Despite the allegations of sexual harassment that were leveled against Thomas during his confirmation hearings, media coverage at the time depicted him as highly credible in his denials (Extra!, Special Issue 1992), and generally treated the question of whom to believe as impossible to answer.

Roberts got intensely favorable coverage from corporate media, to the point where Newsweek was denouncing as "conspiracy theories"  accurate characterizations of Roberts' record (FAIR Action Alert, 8/2/05). When the pro-choice group NARAL pointed out that Roberts had filed a brief in support of an abortion clinic blockader who had previously been convicted of bombing, this was widely denounced in the media as out of bounds (Extra!, 11-12/05); can anyone seriously imagine establishment pundits chiding right-wing activists for bringing up legal work Sonia Sotomayor had done on behalf of bombmakers?
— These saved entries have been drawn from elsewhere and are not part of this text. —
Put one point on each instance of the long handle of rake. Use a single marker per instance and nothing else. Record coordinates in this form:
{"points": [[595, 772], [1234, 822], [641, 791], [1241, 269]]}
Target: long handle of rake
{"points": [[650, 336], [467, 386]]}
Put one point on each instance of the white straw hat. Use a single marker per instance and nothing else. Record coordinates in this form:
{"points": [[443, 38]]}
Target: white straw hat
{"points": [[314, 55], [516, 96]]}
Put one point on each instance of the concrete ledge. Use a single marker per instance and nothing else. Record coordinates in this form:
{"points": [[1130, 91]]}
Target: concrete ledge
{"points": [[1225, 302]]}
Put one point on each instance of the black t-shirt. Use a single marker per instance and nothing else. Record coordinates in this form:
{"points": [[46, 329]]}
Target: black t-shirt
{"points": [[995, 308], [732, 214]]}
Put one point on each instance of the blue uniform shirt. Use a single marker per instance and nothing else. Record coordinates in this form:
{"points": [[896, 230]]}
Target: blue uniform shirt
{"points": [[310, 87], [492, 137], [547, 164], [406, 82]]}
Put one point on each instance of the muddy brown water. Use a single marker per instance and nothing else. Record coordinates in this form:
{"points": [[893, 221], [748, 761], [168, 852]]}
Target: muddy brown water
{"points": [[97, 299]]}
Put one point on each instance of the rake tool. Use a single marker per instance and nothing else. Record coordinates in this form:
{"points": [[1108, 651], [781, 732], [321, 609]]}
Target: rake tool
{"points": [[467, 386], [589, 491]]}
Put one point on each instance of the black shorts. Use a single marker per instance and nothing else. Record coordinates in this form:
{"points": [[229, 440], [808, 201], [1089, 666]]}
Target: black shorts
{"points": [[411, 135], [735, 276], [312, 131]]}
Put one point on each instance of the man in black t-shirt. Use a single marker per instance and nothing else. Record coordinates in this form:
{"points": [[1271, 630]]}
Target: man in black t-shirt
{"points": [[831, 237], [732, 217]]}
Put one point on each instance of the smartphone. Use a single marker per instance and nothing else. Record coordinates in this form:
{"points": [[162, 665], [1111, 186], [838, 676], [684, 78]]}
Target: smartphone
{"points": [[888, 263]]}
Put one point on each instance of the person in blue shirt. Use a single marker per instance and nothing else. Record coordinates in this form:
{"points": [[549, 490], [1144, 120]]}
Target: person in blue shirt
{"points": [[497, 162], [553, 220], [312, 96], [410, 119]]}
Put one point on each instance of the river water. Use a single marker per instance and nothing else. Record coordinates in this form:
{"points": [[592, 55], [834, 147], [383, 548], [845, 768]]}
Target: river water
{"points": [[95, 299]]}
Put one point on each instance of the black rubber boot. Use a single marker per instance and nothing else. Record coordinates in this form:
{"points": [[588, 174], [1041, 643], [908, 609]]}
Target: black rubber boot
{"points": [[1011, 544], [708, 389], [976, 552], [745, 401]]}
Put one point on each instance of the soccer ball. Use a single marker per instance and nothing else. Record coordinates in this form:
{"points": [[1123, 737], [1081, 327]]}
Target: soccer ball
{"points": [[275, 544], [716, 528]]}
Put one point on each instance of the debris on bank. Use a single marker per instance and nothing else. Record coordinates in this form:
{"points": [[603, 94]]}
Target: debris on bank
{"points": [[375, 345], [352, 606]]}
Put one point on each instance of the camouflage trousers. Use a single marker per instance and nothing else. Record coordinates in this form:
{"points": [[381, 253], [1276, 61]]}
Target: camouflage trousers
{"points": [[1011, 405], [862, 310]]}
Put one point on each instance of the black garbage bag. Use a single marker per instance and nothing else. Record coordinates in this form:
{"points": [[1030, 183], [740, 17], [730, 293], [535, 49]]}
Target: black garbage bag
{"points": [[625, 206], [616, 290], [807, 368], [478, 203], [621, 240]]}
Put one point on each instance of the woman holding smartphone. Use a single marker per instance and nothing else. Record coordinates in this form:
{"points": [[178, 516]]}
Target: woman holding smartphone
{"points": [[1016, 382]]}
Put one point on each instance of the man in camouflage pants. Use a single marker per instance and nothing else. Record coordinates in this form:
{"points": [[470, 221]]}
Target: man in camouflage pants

With Alito as well, corporate media tended to treat his unflappable demeanor as more important than his legal views, giving him generally high marks for his confirmation performance (CounterSpin, 1/20/06).

The only Supreme Court nominee to be voted down by the Senate in modern times was Robert Bork. That was in 1987, when FAIR was just getting started, so we don't have any contemporaneous analysis of the coverage of that fight--but corporate media have subsequently created an entirely inaccurate mythology about Bork's unfair treatment (FAIR Media Advisory, 7/21/05; Extra! Update, 4/99).

Allen says that it's during such episodes that corporate media's left-leaning bias is most apparent. What's actually apparent is that charges of left-wing media bias never need to be accompanied by actual evidence.